Friday, 12 February 2010

I uploaded two older projects, both compositions done for Kevin Ernste’s seminar in electroacoustic composition at Cornell. The first is Untitled, for violin, circuit bent toy, and electronics and the second is Structured Autonomy: A Test for wind ensemble and electronics. These pieces were some of my first formal compositional exercises, and I welcome any feedback.

Saturday, 6 February 2010

I updated the information about Variations 10b by uploading the source code for the project. If you want to download it go ahead; let me know if you have any questions or suggestions.

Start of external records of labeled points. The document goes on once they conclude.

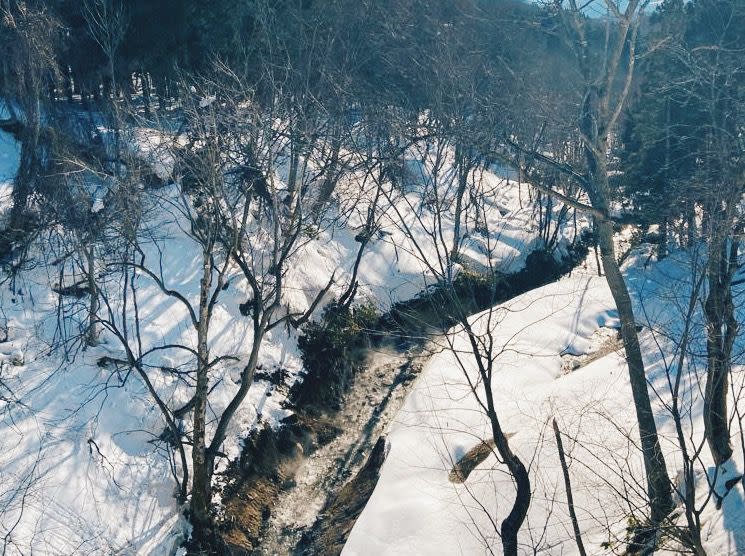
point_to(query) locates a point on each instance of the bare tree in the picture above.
(605, 83)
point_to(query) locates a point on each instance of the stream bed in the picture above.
(377, 392)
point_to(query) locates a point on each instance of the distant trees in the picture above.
(684, 153)
(29, 36)
(606, 72)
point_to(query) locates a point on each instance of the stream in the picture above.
(375, 396)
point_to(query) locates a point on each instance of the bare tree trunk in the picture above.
(463, 168)
(568, 487)
(658, 481)
(92, 335)
(721, 330)
(202, 469)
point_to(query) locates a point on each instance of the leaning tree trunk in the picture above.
(658, 481)
(201, 493)
(721, 329)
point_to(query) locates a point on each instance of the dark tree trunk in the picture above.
(201, 493)
(721, 330)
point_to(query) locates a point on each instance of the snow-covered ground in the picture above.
(80, 469)
(415, 509)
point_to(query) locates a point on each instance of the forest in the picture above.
(372, 277)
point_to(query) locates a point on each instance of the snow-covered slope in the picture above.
(81, 470)
(416, 509)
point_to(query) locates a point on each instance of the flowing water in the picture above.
(378, 391)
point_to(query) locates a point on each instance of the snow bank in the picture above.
(415, 509)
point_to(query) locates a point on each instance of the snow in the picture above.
(79, 468)
(416, 510)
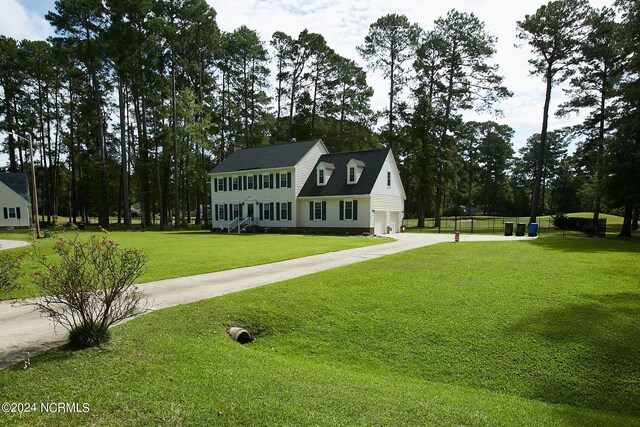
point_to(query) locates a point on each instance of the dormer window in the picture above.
(323, 172)
(354, 170)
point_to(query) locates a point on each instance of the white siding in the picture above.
(391, 207)
(255, 197)
(304, 168)
(387, 202)
(333, 213)
(380, 187)
(10, 199)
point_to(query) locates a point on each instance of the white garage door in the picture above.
(394, 222)
(380, 224)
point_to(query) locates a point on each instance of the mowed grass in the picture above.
(543, 332)
(184, 253)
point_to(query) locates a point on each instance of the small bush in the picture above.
(88, 335)
(9, 271)
(89, 287)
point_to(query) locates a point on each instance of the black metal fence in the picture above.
(471, 224)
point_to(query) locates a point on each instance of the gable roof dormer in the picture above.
(368, 163)
(354, 170)
(323, 172)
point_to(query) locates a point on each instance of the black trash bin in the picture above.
(508, 229)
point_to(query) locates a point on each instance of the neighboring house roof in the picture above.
(265, 157)
(18, 182)
(337, 183)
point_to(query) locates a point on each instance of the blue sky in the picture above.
(344, 25)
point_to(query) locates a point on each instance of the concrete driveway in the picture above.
(23, 330)
(12, 244)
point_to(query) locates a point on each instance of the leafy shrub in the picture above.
(90, 287)
(88, 335)
(9, 271)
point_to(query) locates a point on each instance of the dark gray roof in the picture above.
(337, 183)
(265, 157)
(18, 182)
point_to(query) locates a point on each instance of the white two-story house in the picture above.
(301, 187)
(15, 200)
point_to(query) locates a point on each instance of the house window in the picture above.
(348, 209)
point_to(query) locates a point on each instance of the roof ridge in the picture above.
(357, 151)
(278, 144)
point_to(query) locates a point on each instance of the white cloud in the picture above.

Saturday, 19 December 2009

Claudia Pederson and I will be teaching a course this upcoming spring at Ithaca College entitled FLEFF LAB: The Open Space Project. I’m really looking forward to it, as it will be a chance to explore some new ways of bringing together new media theory + practice with a group of engaged and interested students. The course description is as follows: “This course explores the concept of open space through a range of theories and practices of social media, social networking, emerging technologies, user-generated content, and other structures. Students will engage in group projects that combine conceptual investigation of open space modes with digital interfaces and social media. Finished projects and prototypes will be mounted on the FLEFF website. Course will be team taught by new media theorist/designers.”

Thursday, 3 December 2009

A new project: a greasemonkey script (or Firefox extension) for replacing the new search form on the Cornell Libraries website with their older form. I wrote this because of their switch to an external provider (worldcat.org) of library catalog services this semester. There are severe privacy concerns with sending such unencrypted library search information to a third-party source. Additionally, they now “provide” links to multinational corporations to “purchase” items that are in the collection. Both of these aspects go directly against the library’s core mission.

Monday, 23 November 2009

I have a new post at HASTAC on my concerns related to the announcement today of a new initiative in science and technology education. The short of it: the new initiative is an unholy alliance between the government, academia, and industry and recruits “low-income” students to create content for Sony. It also reifies scientific and technical knowledge over other ontologies and epistemologies. Please read my post for more details.

Wednesday, 18 November 2009

Welcome to the new zeitkunst.org. After nearly two years of half-finished attempts, I’ve finally moved to a new design and a new system. All of the old content is here, along with some new things. The design works in all modern browsers: Firefox, Opera, Safari, IE 7+. Except more regular updates of goings on, including approaching-semi-regular blog posting, up-to-date publications, and new projects. And if you want to follow along at home, you can do so through the feed.

Saturday, 14 November 2009

More recent news: I co-curated another in the recent series of Video/Art/Ithaca on 7 November 2009, and performed live video mixing, composed with Claudia Pederson, for the Requiem for Analog TV Noise at the Cornell Cinema on 12 November 2009. I’ll be posting shortly my pure data + pdp patch used for that performance.

Thursday, 8 October 2009

Some upcoming and recent talks:

Upgrade! Boston, 13 October 2009

Bovay Seminar, Cornell University, 7 October 2009

Dis/Connecting/Media, 3 October, Basel, Switzerland (remote)

Wednesday, 22 July 2009

A couple of recent activities; I was quoted in an article about the 2009 School of Criticism and Theory at Cornell. As well, the Resource Center for Cyberculture Studies (RCCS) published my book review of Lisa Nakamura’s recent monograph, Digitizing Race. Be sure to read the other reviews as well as her response.

Wednesday, 22 April 2009

A new project: MAICgregator

Monday, 13 April 2009

Quick note to post my slides from my recent alt.chi talk entitled HCI for the Real World. You can see some of the disturbing photos I took at the conference as well. Working on a project that I hope to be able to unveil here in the next couple of weeks…keep posted.

Friday, 20 February 2009

Anti-hundred-year birthday to the manifesto of the Italian Futurists. While indeed they did offer alternatives to staid European art movements, they did it in the name of militarism and a heavy dose of male chauvinism. Read instead the inverted Post Futurist Manifesto by Franco Berardi. In other news, there are a lot of photos from my recent trip to the Dominican Republic. A paper at CHI on which I was a co-author was nominated for a Best Paper Award (which we didn’t ultimately win, nonetheless). And my paper “HCI for the Real World ” was accepted for the alt.chi proceedings; I will present it in Boston on 9 April. (Note: this is not exactly the version I submitted, as the publisher required that I get rid of all colored links in the PDF and left justify my text; and this is the 21st century?)